Зарплата врача в больницах   600-800 р.

– Всё, меняем направление, – подытожила свой труд мама, – сил и времени потрачено много, а результат небольшой. Кубинка забита всяким барахлом, да еще вся знакомая интеллигенция там тоже торгует, приходится все время кланяться. Начнем теперь с готовки, папа-то еще нескоро вернется. Будем продавать «новинку», жареные картофельные пирожки по моему секретному рецепту: много картофельного пюре, мало теста. Надо придерживаться Карла Маркса, то есть «Деньги-товар-деньги», – пошутила она, – добьемся успеха, что-то и нам останется. На пирожки желающие есть: швеи из пошивочного  цеха в нашем дворе уже делали заказ и спрашивали, когда за ним приходить. А вечерами займемся  «книгоиздательством», если время будет. Война войной, но детишки рождаются и растут, а книжек нет. Так что  наша  пробная «Десятистраничка», надеюсь, и мамам понравится, и своего читателя найдет. Я  стишки посочиняю, а ты, сынуля, поможешь мне с рисунками, будешь раскрашивать. Согласен? Вот,  например, такой стишок к рисунку «Филин в очках»:
                Филин ФИлиныч, мой друг,
                Стал немножко близорук.
                Без очков никак, бедняжка,
                Не найдет свои подтяжки.

Как ты думаешь, справимся? Такие стишки у меня уже есть в запасе.

Пробный тираж первой книжки был небольшим. Нам удалось осилить и «выпустить», всего пять экземпляров. Спроса не было, и мама решила закрыть «Самиздат».  Авторскую, первую книжечку она оставила на память, а остальные  подарила знакомым. Зато пирожки шли нарасхват. Тесто в них было тонким, пюре с поджаренным луком очень вкусным, румяно-поджаристые, они нравились покупателям,  и стоило это удовольствие за штуку всего двадцать пять рублей, как стакан пшена. Своим видом и формой они напоминали мне  лодку-плоскодонку, модель которой я не раз выстругивал из балберок, рыбацких поплавков. Но научиться лепить мамины пирожки так и не смог, хотя ел их с удовольствием. Мамина затея продержалась полгода, пока работал цех по пошиву солдатского нижнего белья, а потом лопнула.

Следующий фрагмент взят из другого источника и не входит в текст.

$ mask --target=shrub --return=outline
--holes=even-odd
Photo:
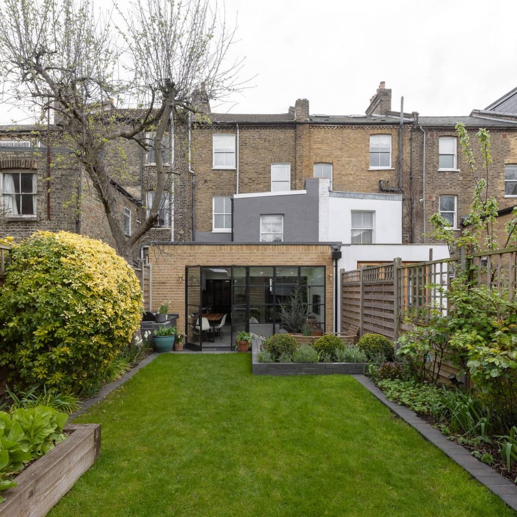
[[[357,345],[347,345],[334,353],[338,362],[366,362],[366,354]]]
[[[407,371],[406,367],[401,362],[383,362],[380,366],[374,368],[372,375],[377,382],[385,379],[407,379]]]
[[[40,458],[66,437],[63,429],[68,419],[51,407],[20,408],[9,415],[0,412],[0,491],[16,486],[14,474]],[[0,496],[0,503],[5,498]]]
[[[315,343],[314,348],[320,354],[329,355],[333,357],[336,350],[342,350],[345,344],[342,340],[332,334],[322,336]]]
[[[434,384],[419,384],[412,381],[385,379],[379,387],[390,400],[404,404],[410,409],[430,413],[441,403],[441,389]]]
[[[307,306],[303,305],[301,290],[295,288],[287,303],[280,308],[280,321],[287,332],[296,333],[302,331],[307,321]]]
[[[298,342],[290,334],[275,334],[266,341],[264,347],[278,361],[283,354],[292,355],[298,348]]]
[[[378,359],[382,355],[385,360],[392,361],[394,349],[393,343],[380,334],[365,334],[359,340],[357,346],[362,350],[369,359]]]
[[[267,350],[261,350],[257,356],[259,362],[275,362],[275,357]]]
[[[37,232],[12,257],[0,291],[0,366],[8,382],[14,391],[95,392],[139,327],[134,271],[108,245],[66,232]]]
[[[288,354],[287,352],[284,352],[280,355],[280,357],[278,358],[279,362],[293,362],[293,356],[291,354]]]
[[[303,344],[300,345],[293,354],[293,362],[317,362],[318,353],[313,346]]]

Но мама не потеряла ни бодрости, ни надежды на лучшее, может быть, потому что была, как принято определять, легким человеком. Никогда не жаловалась, ровная и веселая, привлекала к себе многих. Она все делала легко, какие она пекла торты! Особенно мне помнится фисташковый торт с воздушным, зеленоватым кремом  и легкие, нежные пти-шу. Интересно, что все у нее получалось нежирным, нетяжелым, так что она шла «впереди моды» – и не только кулинарной. Она умела шить, не обучаясь этому ремеслу, прекрасно вышивала и вязала. Гладью вышила удивительный оранжевый абажур с кистями винограда, он низко согревал наш стол, рассчитанный размерами на гостей. Вышивала крестом, но не кошечек-собачек, не скучные, несбыточные замки с такими же лебедями, а вдруг взяла и заполнила по собственному рисунку квадрат мешковины (метр на метр) фантастическими, огромными цветами, перетекающими из одного оттенка в другой. Вышло панно в настоящем стиле модерн, совершенно не имеющем права на существование в те годы.
А ведь могла ничего такого не делать – оперная певица, меццо-сопрано. Но всегда считала, что ни лишних знаний, ни лишних умений не бывает. И кружочки от лифчиков у нее тоже пошли в ход. Она тоненьким крючком обвязала их внутри мелким кружевом из белых катушечных ниток, соединив так 4 на 5 кружков. А получившийся прямоугольник обвязала снаружи белой, нежной кружевной каймой. Из ничего возникла ажурная накидка на подушку, которой завидовали ее подруги.